= John T. Blake =

American research scientist

John Twiss Blake (c. 1901 – June 26, 1987) was an American research scientist at the Simplex Wire and Cable company. in Boston, Massachusetts who, along with Charles R. Boggs, found that proteins present in natural rubber were responsible for water absorption. Blake and Boggs showed that the proteins could be isolated by repeated centrifugal action on liquid latex. In 1926 Simplex applied for a patent on the deproteinized rubber. This became the basis for a new product family of lightweight, moisture-proof Anhydrex-insulated power and communication cables. He made significant contributions to understanding various degradation mechanisms of rubber, including the effects of water absorption, exposure to light, ozone, and microbes.

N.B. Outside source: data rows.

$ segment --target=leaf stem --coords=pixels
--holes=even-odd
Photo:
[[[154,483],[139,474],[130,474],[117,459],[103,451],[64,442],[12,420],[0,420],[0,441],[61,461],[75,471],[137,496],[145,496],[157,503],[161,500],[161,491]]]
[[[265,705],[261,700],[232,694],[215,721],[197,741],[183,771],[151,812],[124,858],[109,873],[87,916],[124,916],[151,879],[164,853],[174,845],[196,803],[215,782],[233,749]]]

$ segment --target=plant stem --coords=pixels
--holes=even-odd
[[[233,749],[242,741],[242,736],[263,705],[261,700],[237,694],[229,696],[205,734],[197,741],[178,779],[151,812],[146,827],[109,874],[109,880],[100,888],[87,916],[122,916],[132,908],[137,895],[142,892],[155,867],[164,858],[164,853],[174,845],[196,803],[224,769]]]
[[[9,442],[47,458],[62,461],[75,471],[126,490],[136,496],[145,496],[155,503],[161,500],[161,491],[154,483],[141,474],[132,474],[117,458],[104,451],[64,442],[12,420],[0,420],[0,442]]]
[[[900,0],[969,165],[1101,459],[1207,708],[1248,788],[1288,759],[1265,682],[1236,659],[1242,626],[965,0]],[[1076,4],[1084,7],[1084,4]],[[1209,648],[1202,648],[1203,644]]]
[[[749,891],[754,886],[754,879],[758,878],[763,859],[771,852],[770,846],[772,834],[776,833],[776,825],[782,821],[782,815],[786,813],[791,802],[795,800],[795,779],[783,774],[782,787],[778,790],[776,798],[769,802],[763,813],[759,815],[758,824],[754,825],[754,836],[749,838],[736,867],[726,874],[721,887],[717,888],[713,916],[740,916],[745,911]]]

Blake was born and educated in Boston. He graduated from Tufts College with honors in 1921 with a bachelor of science degree in chemical engineering and from the Massachusetts Institute of Technology in 1924 with a doctorate in organic chemistry and chemical engineering. His doctoral advisor was James F. Norris, and the title of his thesis was Rates of reaction of certain organic chlorine compounds.

After obtaining his doctoral degree, he worked at Simplex Wire and Cable Co., starting as a research chemist and eventually serving as senior vice president. Blake was an organizer and chairman of the Boston Rubber Group.

In 1953, Blake received the Charles Goodyear Medal.

Blake later received an honorary doctor of science degree from Tufts University in 1956, and a degree in advanced management.

He died on 26 June 1987 at age 86 in Hyannis, Massachusetts after a brief illness.